With state and federal laws being considered to ban motorists from using cellphones or texting, there’s a new driving distraction that’s drawing scrutiny and possible prohibition: digital billboards. The New York Times business section Tuesday did a story headlined “Roadside Marquee,” which talks about safety advocates worrying that fancy high-tech billboards will get people to take their eyes off the road and cause accidents.
http://www.nytimes.com/2010/03/02/technology/02billboard.html?scp=1&sq;=electronic%20billboards&st;=Search
These digital billboards change appearance and are flashy and bright, natural attention grabbers, it would seem. They are already in Times Square, and cities like Detroit. At least one group, Scenic Michigan, is trying to stop this new signage from being installed throughout that state.
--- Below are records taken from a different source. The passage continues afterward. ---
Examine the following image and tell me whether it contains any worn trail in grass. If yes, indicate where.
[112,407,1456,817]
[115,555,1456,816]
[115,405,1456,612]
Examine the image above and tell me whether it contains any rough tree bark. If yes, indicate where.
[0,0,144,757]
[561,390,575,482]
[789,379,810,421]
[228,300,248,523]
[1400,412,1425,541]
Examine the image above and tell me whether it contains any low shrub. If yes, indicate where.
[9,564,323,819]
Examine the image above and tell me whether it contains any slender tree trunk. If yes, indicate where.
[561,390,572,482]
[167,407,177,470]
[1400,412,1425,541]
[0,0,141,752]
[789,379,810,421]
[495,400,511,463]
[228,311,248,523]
And last week, Michigan legislators conducted hearings on a law, the reportedly the first of its kind, that would institute a two-year ban on construction of the digital signs. And The Times said that Minnesota is going to have hearings on a similar ban later in March.
Where’s the proof that digital signs distract drivers? Well, the Federal Highway Administration has started a study that is trying to gauge whether of not the signage is distracting. That study is set to be done this summer.
And there was one study, done in 2007 by the Virginia Tech Transportation Institute, that determined that digital signs were no more distracting than regular signs. But skeptics about that study’s results note that it was paid for by the billboard industry.
Some 2,000 of the 450,000 billboards in the U.S. are digitized, according to The Times.